И вот сейчас, кажется, все пошло на лад. Если бы не вербовщики, подписавшие его подводы на месяц на гарнизонные работы, все бы уже закончилось. По крайней мере он надеялся на это.
Позапрошлой ночью ему приснился странный сон. За чугунной оградой приходского кладбища петляла едва заметная тропинка, освещенная полной луной. С погасшей свечой в руке, испуганно озираясь по сторонам, он медленно двигался по ней, не понимая, где же выход. Неожиданно путь ему преградил человек. Человек стоял молча, всматриваясь ввысь, словно ища что-то в ночном небе. В руках он держал ржавый заступ. Вдруг свет померк и луна скрылась за темными облаками.

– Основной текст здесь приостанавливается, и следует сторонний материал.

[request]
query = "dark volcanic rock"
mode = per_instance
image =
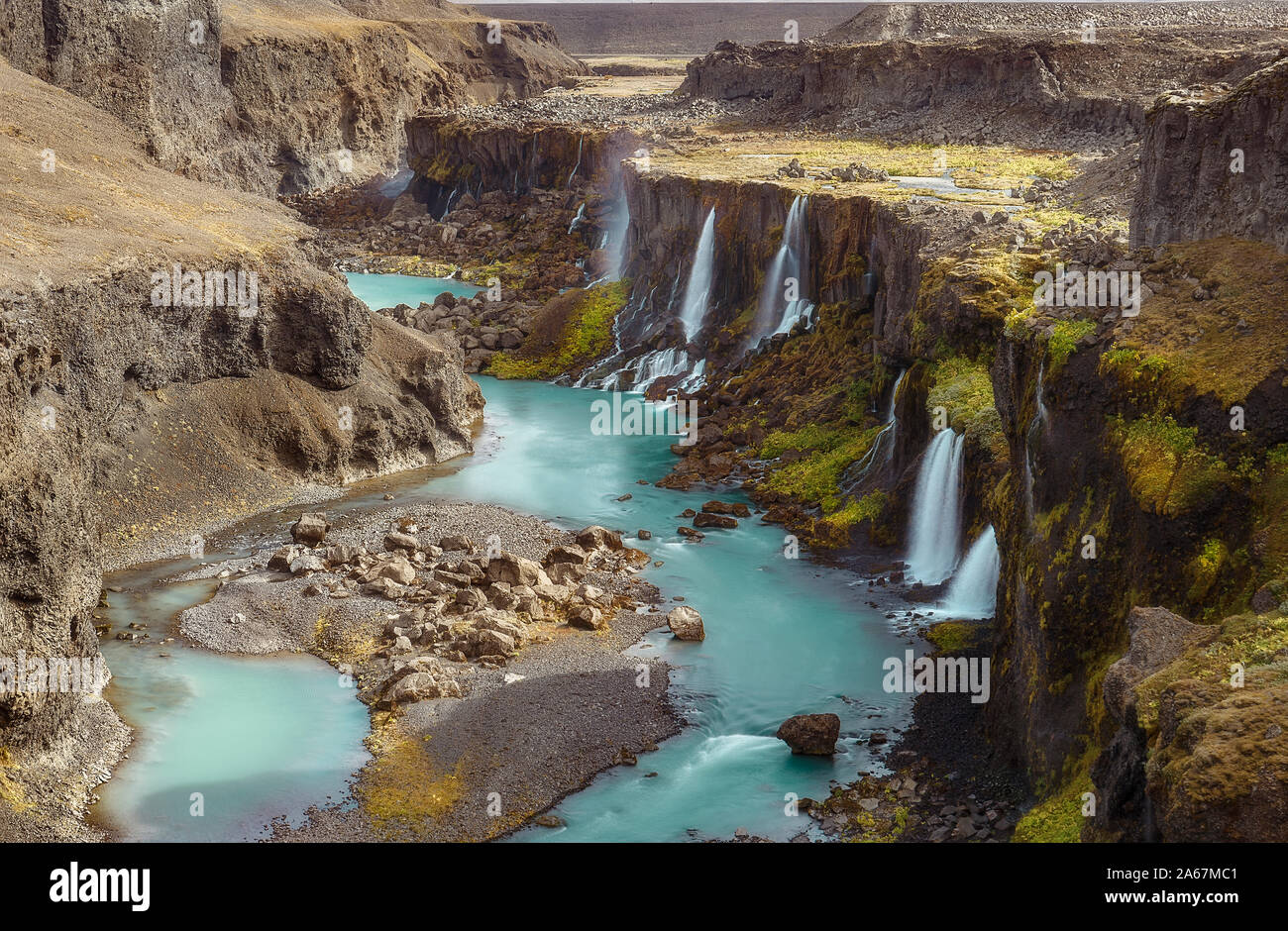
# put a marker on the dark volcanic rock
(812, 734)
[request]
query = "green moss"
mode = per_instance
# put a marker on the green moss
(587, 335)
(1167, 468)
(953, 636)
(1257, 643)
(965, 390)
(1205, 567)
(857, 510)
(815, 478)
(1056, 819)
(1064, 340)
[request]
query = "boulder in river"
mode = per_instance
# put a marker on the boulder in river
(400, 541)
(596, 537)
(686, 623)
(704, 519)
(513, 569)
(812, 734)
(588, 617)
(309, 530)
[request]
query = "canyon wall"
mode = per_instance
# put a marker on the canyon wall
(887, 21)
(134, 419)
(1215, 166)
(275, 97)
(1099, 449)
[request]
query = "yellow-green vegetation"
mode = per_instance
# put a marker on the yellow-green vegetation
(1202, 570)
(825, 452)
(587, 334)
(11, 792)
(964, 389)
(1056, 819)
(1256, 643)
(1167, 470)
(1065, 338)
(836, 526)
(1271, 528)
(403, 788)
(953, 636)
(342, 646)
(990, 167)
(1201, 340)
(513, 273)
(997, 283)
(1052, 218)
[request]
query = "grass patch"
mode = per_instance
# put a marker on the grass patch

— Пора, — произнес человек и протянул Франсуа заступ.
Он отпрянул назад, пытаясь повернуться и убежать, но ноги, будто прилипшие к застывающей смоле, не слушались его.
— Копай, — повторил человек, указывая на разрытую могилу.
— Но она уже разрыта, — выдавил онемевший от ужаса Франсуа. — Да я и не вижу ничего.
Человек достал из-за пазухи камень и чиркнул им о край могильной плиты. Посыпались искры.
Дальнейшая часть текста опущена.